Language is important. It matters. It matters what we say. It matters how we say it. And while this does not mean we need to go crazy and analyze every-single-word-we-have-ever-said, it means that whatever we say to (and in front of) our children will also matter to them. We get emotional, we say things we later wish we hadn’t, sure. But there are certain areas, where disrespectful words are not a matter of emotions, are not necessary, and are harmful.
We’ve said that before, and we’ll say that again – we love diaper changes around here. Really. We think they are truly valuable times, times of connection. So hearing comments like these makes us really sad, and here is why:
‘Ewwww, your diaper is smelly.’
Yes, poop smells. Mine does too, by the way. Wouldn’t it be oh-so-lovely to have our poop smell like roses? Sure it would! Imagine though how embarrassing it would be if someone walked into the toilet after you and commented on the smell. Not so nice, right?
The hidden (well, not so well-hidden) message our child might be getting is that his bodily functions are not pleasant for us. That somehow the way his body works is ‘smelly’ and so he should be ashamed of it. This sends a powerful message about the body and how we treat it – we all want our children to respect their (and others’) bodies, to know that they are respect-worthy – here is where we can really have an impact on how our children see themselves.
‘Oh wow, look he is pooping, look at that funny face he’s making!’
Seriously, put a mirror in front of you when you are on the toilet – yes, we all try to look our best most times, and there is a reason (well, more than one reason) why we sit on the toilet behind closed doors. Yes, it is private. Yes, it is something you would not really want to do in front of other people. Our babies don’t have that luxury yet – let’s support them, not ridicule them.
Making fun of a child is one of the most powerful ways to break him. To make him feel really badly about himself. Above all – it is plain cruel.
‘Oh no you pooped again, now I have to change you.’

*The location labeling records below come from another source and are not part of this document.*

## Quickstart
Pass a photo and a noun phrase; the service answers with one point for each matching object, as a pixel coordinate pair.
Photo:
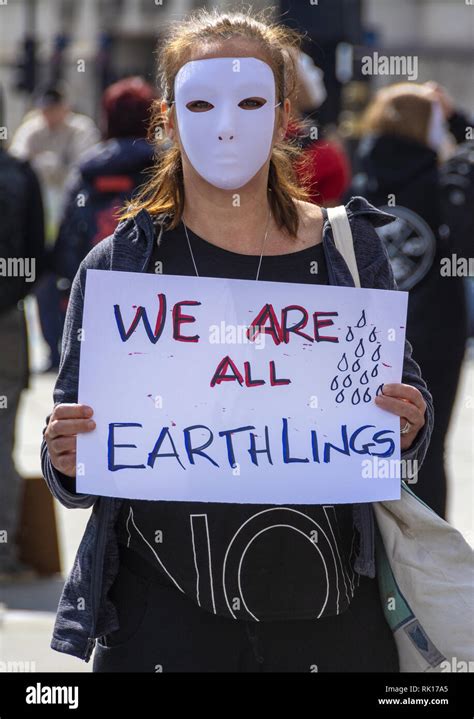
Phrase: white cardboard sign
(217, 390)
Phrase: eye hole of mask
(250, 103)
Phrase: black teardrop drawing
(376, 354)
(360, 351)
(362, 321)
(343, 364)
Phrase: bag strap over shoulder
(342, 234)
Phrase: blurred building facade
(91, 43)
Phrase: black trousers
(162, 630)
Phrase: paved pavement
(27, 611)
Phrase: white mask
(226, 143)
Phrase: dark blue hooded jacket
(85, 611)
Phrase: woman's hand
(407, 402)
(65, 423)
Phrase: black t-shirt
(245, 561)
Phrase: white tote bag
(425, 568)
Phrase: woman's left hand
(407, 402)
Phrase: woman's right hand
(65, 423)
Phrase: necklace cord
(261, 253)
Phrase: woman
(397, 163)
(142, 602)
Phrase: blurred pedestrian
(22, 258)
(324, 168)
(397, 166)
(52, 137)
(107, 175)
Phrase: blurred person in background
(397, 166)
(324, 168)
(22, 259)
(107, 175)
(52, 138)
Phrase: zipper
(103, 514)
(362, 514)
(97, 569)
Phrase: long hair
(163, 191)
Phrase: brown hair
(164, 191)
(401, 109)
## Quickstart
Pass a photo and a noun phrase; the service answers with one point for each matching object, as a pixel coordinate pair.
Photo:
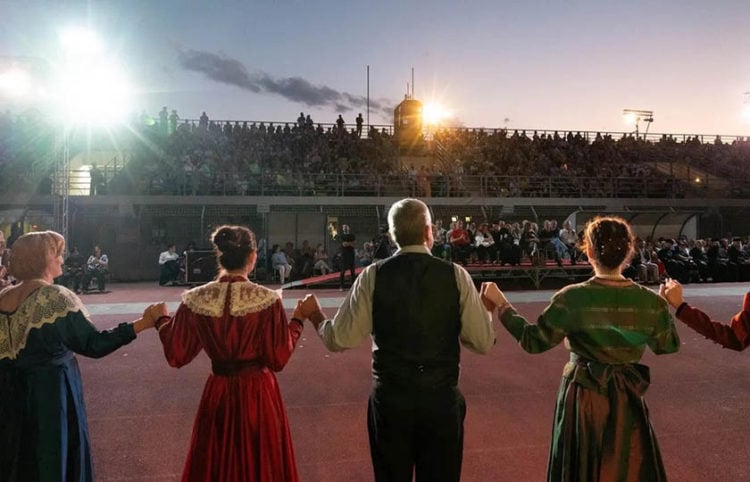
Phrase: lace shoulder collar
(246, 297)
(44, 306)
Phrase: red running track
(141, 411)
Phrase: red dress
(241, 432)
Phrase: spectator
(348, 255)
(97, 268)
(75, 266)
(359, 121)
(280, 263)
(169, 266)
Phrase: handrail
(393, 184)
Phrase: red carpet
(141, 411)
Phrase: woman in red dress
(241, 432)
(735, 335)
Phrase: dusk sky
(567, 65)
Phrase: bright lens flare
(433, 113)
(15, 83)
(78, 42)
(94, 92)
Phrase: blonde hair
(31, 253)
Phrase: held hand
(491, 294)
(299, 312)
(309, 306)
(671, 291)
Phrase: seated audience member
(280, 264)
(321, 260)
(648, 270)
(75, 266)
(569, 238)
(97, 267)
(460, 243)
(169, 266)
(5, 278)
(485, 244)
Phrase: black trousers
(416, 431)
(169, 271)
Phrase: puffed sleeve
(548, 331)
(179, 338)
(733, 336)
(280, 336)
(664, 338)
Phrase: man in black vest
(417, 308)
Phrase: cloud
(295, 89)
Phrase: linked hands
(150, 315)
(309, 308)
(671, 291)
(491, 295)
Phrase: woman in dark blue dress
(43, 428)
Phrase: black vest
(416, 322)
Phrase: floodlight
(95, 92)
(635, 116)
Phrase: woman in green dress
(601, 429)
(43, 429)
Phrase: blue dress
(43, 413)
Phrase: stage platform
(524, 275)
(141, 411)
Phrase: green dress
(44, 431)
(601, 429)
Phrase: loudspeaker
(200, 266)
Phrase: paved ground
(141, 411)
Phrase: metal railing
(396, 184)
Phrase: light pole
(635, 116)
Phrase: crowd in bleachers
(167, 155)
(525, 243)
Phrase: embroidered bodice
(245, 297)
(43, 306)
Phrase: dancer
(241, 433)
(601, 430)
(416, 308)
(735, 335)
(43, 428)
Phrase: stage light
(94, 92)
(433, 113)
(79, 42)
(635, 116)
(92, 87)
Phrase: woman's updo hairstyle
(611, 240)
(233, 244)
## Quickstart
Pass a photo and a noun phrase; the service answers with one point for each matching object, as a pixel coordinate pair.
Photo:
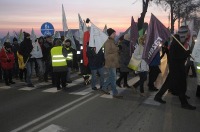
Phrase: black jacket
(25, 49)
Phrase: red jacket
(5, 65)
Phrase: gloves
(8, 60)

We love diaper changes around here. Really, we do – have a look at our previous posts if you don’t believe it :) There are times when it’s not the best timing, sure – we are in a hurry, almost out the door and of course that’s when the diaper needs to be changed. But with all honesty – hasn’t it happened to all of us one time or another? We need to catch that bus and suddenly we also need to go to the toilet really badly.
We take care of our children because we love them so much. Because they cannot yet do it for themselves. Because too soon they will be able to do it all by themselves and changing diapers will be a sweet memory.
The message our children might be getting hearing disrespectful comments like the ones above, is this: Taking care of you is not pleasant for me, it is annoying. I wish I didn’t have to do it. Powerful, right? Also, a little scary…
Language is important
[P]eople will forget what you said, people will forget what you did, but people will never forget how you made them feel. (Maya Angelou)
Considering our diaper-related language is important. We send powerful messages to our children, messages that our children treat very seriously, that might stick with them for life. Talking about body, its functions and the way it behaves, leaves a mark on how our children will see themselves and how they will build their self-image. It will influence how they feel about themselves, and how they think others should think and feel about them. Talking about this in an unpleasant, disrespectful way might also create problems with future toilet use.
So yeah, mamas and papas – let’s all respect the diapers!